O's Outfield Going Deep In New Way

April 21, 1997|By Ken Rosenthal

BOSTON -- Mark Smith, Luis Polonia and Brent Bowers each made at least 10 outfield starts for the Orioles last season. Mike Devereaux, the leading outfield reserve, batted .229.

"It was awful," manager Davey Johnson said.

Depth, that's the difference in this team. The Orioles are 11-3 for the second straight year, but this group is far better suited for the long haul. It not only has a deeper pitching staff, but also a deeper outfield.

Pete Incaviglia opened the season on the disabled list. Eric Davis has missed three straight games. Brady Anderson is still the designated hitter. But the Orioles have yet to suffer, offensively or defensively.

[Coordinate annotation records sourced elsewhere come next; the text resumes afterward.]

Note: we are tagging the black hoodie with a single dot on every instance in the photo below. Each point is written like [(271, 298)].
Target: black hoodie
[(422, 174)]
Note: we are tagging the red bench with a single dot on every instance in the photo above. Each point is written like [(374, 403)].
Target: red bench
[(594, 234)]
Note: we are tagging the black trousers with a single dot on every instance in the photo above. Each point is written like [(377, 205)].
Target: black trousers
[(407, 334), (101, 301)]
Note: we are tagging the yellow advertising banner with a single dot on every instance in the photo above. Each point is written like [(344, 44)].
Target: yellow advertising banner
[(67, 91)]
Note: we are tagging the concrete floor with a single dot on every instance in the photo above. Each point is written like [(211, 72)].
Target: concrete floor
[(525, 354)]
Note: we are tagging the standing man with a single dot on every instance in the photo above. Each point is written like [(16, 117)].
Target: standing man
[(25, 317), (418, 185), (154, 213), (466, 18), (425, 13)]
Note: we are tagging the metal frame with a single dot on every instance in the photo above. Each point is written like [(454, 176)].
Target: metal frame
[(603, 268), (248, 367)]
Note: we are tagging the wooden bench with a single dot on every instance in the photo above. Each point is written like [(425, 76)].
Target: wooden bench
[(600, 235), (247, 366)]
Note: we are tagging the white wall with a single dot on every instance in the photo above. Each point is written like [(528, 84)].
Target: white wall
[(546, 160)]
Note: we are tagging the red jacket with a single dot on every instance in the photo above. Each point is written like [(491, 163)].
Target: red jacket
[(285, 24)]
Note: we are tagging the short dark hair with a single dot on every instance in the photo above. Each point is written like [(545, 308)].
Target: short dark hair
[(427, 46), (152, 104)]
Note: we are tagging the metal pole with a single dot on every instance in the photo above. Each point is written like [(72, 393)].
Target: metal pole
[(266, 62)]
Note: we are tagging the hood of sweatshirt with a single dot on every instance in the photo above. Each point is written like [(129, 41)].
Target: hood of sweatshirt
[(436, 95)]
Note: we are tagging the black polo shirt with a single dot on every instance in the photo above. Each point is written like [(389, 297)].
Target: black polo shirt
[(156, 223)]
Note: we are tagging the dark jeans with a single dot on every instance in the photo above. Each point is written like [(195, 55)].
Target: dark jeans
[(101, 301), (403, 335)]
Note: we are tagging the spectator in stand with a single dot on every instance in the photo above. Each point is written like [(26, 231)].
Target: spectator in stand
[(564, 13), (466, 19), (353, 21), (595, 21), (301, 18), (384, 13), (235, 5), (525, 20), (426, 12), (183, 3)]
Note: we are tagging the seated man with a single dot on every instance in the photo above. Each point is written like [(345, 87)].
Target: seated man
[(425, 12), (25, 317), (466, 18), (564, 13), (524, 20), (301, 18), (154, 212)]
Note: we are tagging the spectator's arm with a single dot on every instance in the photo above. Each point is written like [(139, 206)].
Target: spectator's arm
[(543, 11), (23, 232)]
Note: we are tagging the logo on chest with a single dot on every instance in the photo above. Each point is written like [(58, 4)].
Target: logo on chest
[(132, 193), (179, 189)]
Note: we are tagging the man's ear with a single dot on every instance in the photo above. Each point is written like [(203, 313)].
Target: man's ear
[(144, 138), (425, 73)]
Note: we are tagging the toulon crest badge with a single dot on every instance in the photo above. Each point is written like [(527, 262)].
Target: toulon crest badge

In fact, Jeffrey Hammonds is playing so well in center, Johnson won't rule out keeping him at that position when Anderson is healthy enough to play the outfield, which could be as soon as tomorrow night.

"We'll address that when it comes up," Johnson said after yesterday's 11-1 victory over Boston.

Care to elaborate, Davey?

"We'll do what's best for the team."

Those, of course, were fighting words last season, but fear not: Anderson isn't going to be this year's Cal Ripken. Moving him to left also would disrupt B. J. Surhoff, who would become the left-handed DH.

"I'll be in center," Anderson said, rather authoritatively.

He's right -- Johnson doesn't want to alienate two of his regulars, not to mention Incaviglia, who already wants more at-bats. This is not going to be another season of "As the Orioles Turn" right, Davey?

"I like Brady in center. He knows that," Johnson said. "And he'll be a lot better with the speed we've got on the corners. It's just like with Cal -- if he had someone to play deep and come off the line [at third], it would have been much easier for him at shortstop."

So, what is Johnson trying to tell us?

Probably that Hammonds is now a viable alternative in center, and nothing more.

"He's much better there than on the corners," Johnson said. "He's winning some games not only with the bat, but with the glove."

Hammonds used his bat yesterday, hitting a two-run double off the Green Monster to break a scoreless tie in the fourth inning. He's 8-for-21 with four extra-base hits since ending an 0-for-14 slump.

His glove?

"I had never seen him play center, but he looks very comfortable," pitcher Jimmy Key said. "He's made a lot of good catches. It's a credit to his athletic ability to go do that when he really hasn't played there a lot."

Actually, Hammonds played center at Stanford and all through the minors. He struggled as a corner outfielder last season, but for some players center is actually easier -- the ball doesn't slice or hook as much.

Whatever, Johnson said he is confident in each of his outfielders -- yes, even Incaviglia. But he probably will be shuffling them all season, given the injury histories of Davis, Jerome Walton and Hammonds.

Those three have combined for 20 trips to the disabled list in their major-league careers. And each already has missed time -- Davis with a shoulder bruise, Hammonds and Walton with groin pulls.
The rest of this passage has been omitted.